In services, inflation is shooting higher, even as some goods prices are flattening out, and services is where consumers spend 70% of their money, and this inflation in services is now spiking, and is in the process of turning into runaway inflation, and the Fed is going to try to prevent this inflation from tearing up the economy, and it’s cracking down, and it’s not going to bail out stock prices or crypto prices, and it’s specifically targeting the real estate bubble due to its contribution to inflation via the housing cost components in the Consumer Price Index.

Those over-inflated asset prices cannot suddenly stand on their own two feet after having been driven to these highs by money-printing and interest rate repression since late 2008. So it’s going to be rough out there.

But we’ve had it so good for so long. And it was so easy, and it made everyone look like a genius. Look at the long-term chart. Since early 2009, when the money printing and interest rate repression started taking effect, asset prices have spiked out the wazoo. And folks sitting on assets have gotten immensely rich via the asset price inflation that the Fed had engineered. The more they had, the richer they got. And it has created the biggest wealth disparity in the US ever between to top 1% and everyone else.
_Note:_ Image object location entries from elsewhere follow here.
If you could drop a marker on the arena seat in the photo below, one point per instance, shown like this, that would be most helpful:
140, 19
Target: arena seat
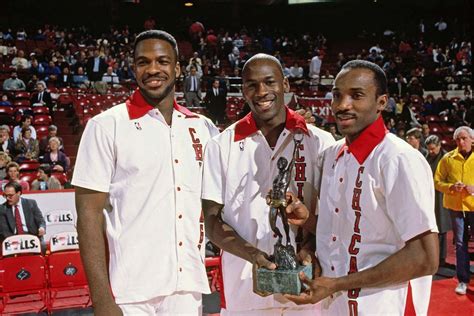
23, 277
68, 285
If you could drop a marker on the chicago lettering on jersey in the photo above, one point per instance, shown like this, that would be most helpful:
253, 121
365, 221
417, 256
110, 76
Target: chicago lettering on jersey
356, 239
196, 144
300, 172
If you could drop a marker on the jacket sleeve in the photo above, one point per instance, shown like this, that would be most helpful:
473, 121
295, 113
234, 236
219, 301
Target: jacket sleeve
441, 175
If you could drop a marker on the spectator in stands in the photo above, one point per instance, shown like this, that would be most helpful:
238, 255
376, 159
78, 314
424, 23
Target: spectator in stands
19, 215
25, 122
27, 148
20, 62
42, 97
435, 153
413, 137
55, 157
7, 144
192, 88
44, 142
296, 72
14, 83
215, 100
65, 80
13, 175
5, 159
315, 68
454, 177
80, 79
52, 72
4, 101
96, 66
110, 77
45, 181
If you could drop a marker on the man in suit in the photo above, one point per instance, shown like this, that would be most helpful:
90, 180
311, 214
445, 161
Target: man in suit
19, 215
215, 101
192, 88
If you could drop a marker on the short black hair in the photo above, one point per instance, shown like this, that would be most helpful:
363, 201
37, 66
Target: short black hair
379, 75
15, 185
157, 34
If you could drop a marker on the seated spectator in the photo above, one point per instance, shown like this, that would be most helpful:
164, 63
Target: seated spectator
296, 72
65, 79
413, 137
42, 97
13, 175
27, 148
13, 83
5, 159
25, 122
44, 142
7, 144
27, 215
20, 62
80, 80
4, 101
110, 77
56, 158
45, 181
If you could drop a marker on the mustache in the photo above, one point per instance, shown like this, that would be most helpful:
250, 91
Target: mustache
344, 114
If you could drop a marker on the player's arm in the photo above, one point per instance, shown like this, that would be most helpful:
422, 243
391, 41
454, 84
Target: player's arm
226, 238
420, 254
90, 228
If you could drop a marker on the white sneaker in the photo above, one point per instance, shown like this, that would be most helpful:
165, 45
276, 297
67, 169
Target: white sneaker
461, 288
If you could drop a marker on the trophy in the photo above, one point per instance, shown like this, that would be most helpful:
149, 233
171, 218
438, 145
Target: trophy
285, 279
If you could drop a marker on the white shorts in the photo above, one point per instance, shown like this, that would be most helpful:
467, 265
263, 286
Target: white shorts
304, 310
178, 303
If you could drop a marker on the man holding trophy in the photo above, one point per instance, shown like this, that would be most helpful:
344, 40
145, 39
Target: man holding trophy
270, 150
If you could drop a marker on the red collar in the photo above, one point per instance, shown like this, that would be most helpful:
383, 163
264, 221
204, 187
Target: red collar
247, 126
363, 145
137, 107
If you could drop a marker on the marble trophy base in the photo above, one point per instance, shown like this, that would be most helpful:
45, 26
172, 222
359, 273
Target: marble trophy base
282, 281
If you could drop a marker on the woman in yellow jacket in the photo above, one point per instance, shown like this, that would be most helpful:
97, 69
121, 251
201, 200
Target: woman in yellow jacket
455, 178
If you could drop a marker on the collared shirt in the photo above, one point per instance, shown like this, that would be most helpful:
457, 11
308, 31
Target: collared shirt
239, 169
376, 194
22, 216
152, 174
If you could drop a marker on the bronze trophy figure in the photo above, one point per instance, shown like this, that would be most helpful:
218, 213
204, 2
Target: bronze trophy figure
285, 279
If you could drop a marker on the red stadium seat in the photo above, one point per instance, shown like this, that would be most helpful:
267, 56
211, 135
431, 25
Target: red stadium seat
40, 110
68, 285
23, 280
42, 119
29, 166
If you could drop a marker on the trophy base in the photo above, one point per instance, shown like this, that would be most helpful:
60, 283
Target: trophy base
282, 281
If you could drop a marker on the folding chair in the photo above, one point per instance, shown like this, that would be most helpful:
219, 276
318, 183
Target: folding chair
23, 276
68, 285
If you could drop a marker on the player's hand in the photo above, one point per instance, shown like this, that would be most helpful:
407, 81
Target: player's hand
261, 261
457, 187
318, 289
111, 309
296, 211
41, 231
307, 115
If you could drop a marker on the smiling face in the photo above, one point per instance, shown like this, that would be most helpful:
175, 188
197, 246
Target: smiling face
263, 88
156, 69
355, 103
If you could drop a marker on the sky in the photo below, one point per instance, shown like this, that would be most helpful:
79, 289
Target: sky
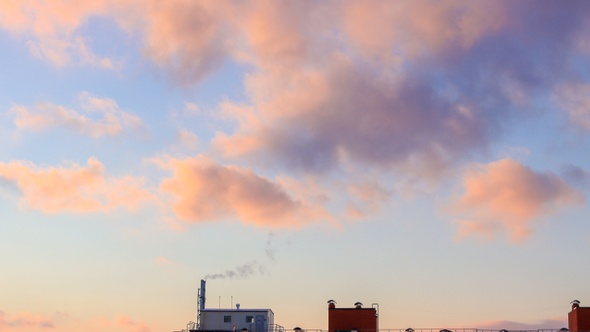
426, 156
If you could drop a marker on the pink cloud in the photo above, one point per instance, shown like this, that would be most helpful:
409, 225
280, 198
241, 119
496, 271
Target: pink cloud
73, 188
131, 325
50, 29
548, 324
98, 117
575, 101
23, 322
203, 190
508, 196
419, 27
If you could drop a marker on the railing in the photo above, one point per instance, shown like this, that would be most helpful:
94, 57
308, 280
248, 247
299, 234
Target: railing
461, 329
191, 326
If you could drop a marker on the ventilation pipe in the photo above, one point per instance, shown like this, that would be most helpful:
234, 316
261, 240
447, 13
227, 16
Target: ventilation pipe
202, 295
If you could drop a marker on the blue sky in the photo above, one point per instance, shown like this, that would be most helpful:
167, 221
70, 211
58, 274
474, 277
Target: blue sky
426, 156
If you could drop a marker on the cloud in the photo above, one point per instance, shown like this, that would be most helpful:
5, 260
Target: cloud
507, 196
132, 325
98, 117
188, 139
24, 321
547, 324
576, 176
320, 118
73, 188
203, 190
51, 29
161, 260
575, 100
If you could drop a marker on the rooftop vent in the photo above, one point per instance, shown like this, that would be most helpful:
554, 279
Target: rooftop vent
331, 304
575, 304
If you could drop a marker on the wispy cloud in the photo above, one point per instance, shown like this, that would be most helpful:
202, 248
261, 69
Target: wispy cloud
24, 321
203, 190
98, 117
73, 188
508, 196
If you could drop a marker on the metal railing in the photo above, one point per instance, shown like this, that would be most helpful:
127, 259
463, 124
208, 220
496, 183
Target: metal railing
191, 326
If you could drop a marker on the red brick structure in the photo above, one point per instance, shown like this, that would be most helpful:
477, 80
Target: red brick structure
349, 319
579, 318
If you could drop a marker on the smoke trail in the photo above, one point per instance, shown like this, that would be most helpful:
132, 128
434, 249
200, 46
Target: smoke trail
270, 251
250, 268
240, 272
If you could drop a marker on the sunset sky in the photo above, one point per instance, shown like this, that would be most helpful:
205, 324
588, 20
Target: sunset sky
428, 156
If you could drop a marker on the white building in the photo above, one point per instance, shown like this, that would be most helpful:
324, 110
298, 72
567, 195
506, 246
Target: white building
254, 320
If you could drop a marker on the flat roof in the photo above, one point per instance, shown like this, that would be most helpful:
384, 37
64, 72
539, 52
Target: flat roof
235, 310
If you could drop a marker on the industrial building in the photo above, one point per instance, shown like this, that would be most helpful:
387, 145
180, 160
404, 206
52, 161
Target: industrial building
352, 319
This is according to the Federal Reserve’s own data on wealth distribution that I depict in my “Wealth Disparity Monitor.” You can google that: wealth disparity monitor, and it comes right up at the top.

So now, that asset price inflation has turned into consumer price inflation and wage inflation that the Fed is fighting, it’s time to give up some of those gains.

And no, we cannot get out all at the same time because if we tried to get out all at the same time, the whole thing would just collapse.

Look at this way, a 40% decline in the S&P 500 would just take us back three years, to June 2019. Unwinding three years of gains is nothing. This happened many times before. And it’s no biggie.

By the time the S&P 500 bottomed out in March 2009, it had unwound all the gains since 1996. It had unwound 13 years of gains. The Nasdaq had also unwound 13 years of gains.

Just to give you a for-instance to think about: If the S&P 500 index drops 70% from the January high, which would be a huge massive drop, it would only wipe out the gains of the past 10 years. This is how crazy the stock price inflation had been over the past decade.

What happened during the dotcom bust was that plenty of people who were invested in individual stocks, and had bought some of them on margin, they got margin calls and they had to sell their shares, their most liquid shares that could be sold, and they might have sold Amazon, and they got cleaned out, and for them, when stocks bounced, there was essentially no recovery, because they couldn’t participate because their money was gone and their Amazon shares were gone, along with all the shares that had died.

And during the dotcom bust, folks that were loaded up with the high fliers that then went to zero or near zero, even if those folks weren’t margined, they lost a lot more than the 78% decline of the Nasdaq. And they then had to just start all over again.

This money-printing orgy and interest-rate repression that started in late 2008 has created a far bigger and wider asset price bubble than the dotcom bubble. This time around, it’s stocks, it’s bonds, it’s real estate, and now they’re also cryptos to lose all your money with.

The opportunities to get wiped out are much greater now. But hey, no biggie. Investors had it so good for so long. But that ride cannot go on forever. And we’ve been through this before. And at some point, lots of people will come back from their long travels, and others will mothball their trading rigs, and others will say goodbye to what’s left of their cryptos, and they’ll start looking for jobs again. But we’re not anywhere near that point yet."